If there be a lesson of value for me during this period, it is learning that listening to someone who is overly stressed and/or traumatized is more valuable to them than the constant barrage of verses and platitudes you may be tempted to flood them with. As a counselor I fail that 'quick to hear slow to speak' thing that James warned us about. I don't want to see my friends suffering. I want to reason them out of their grief or worries. Now that I am the one in distress, I resent the 'drive-by' shots of Scripture. It seems more like encouragement by cattle prod than sharing my burden with me. I am deeply grieved to admit I am guilty of such assaults.

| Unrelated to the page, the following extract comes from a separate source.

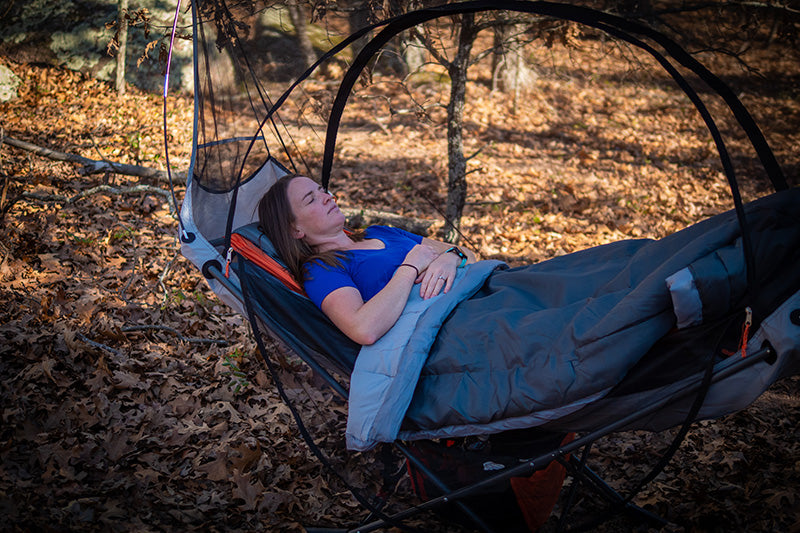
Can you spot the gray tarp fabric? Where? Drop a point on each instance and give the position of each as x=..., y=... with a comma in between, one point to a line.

I may want to chronicle this journey at another time. For now I only want to acknowledge that Christians suffer mightily, even when they are not persecuted for their faith. We have no idea of the magnitude of events that have shaped those brothers and sisters with whom we worship and break bread. Some of us cannot fathom how hideous the events of our neighbor's lives are while we envy others if their life seems easier than our own. We will lose hope if and when we lose sight of God's sovereignty and Christ's compassionate sacrifice-able to save to the uttermost.

Ecclesiastes 5:1-3
1 Guard your steps as you go to the house of God, and draw near to listen rather than to offer the sacrifice of fools; for they do not know they are doing evil.
2 Do not be hasty in word or impulsive in thought to bring up a matter in the presence of God. For God is in heaven and you are on the earth; therefore let your words be few.
3 For the dream comes through much effort, and the voice of a fool through many words.

James 1:19
19 {This} you know, my beloved brethren. But let everyone be quick to hear, slow to speak {and} slow to anger;

Romans 15:13
13 Now may the God of hope fill you with all joy and peace in believing, that you may abound in hope by the power of the Holy Spirit.


Jackie Pickett said...

'why wouldn't I?' It is so funny how we Christians feel as though we should not have serious reaction to trauma in our lives (PTSD). Even that we HAVE trauma in our lives that equals the trauma of non-Christians, seems somehow wrong to us. You're right..it is our REACTION to our trauma that marks us as Christians, not the absence of it.
Thank you for sharing. I listened, and was encouraged.

rosemarie said...

Jackie, I am always encouraged when you comment on something I have written. Thank you for that. PTSD describes observable behavior, secular psychology hasn't cornered the market on observational data. I parted with psychological principles because though their observations may be spot on their conclusions seldom have biblical merit. We Christians suffer and like anyone else we will squirm and try to make the pain stop. I am still having nightmares but the less I care about them the more sleep I seem to be getting. Life is often hard, God is always good.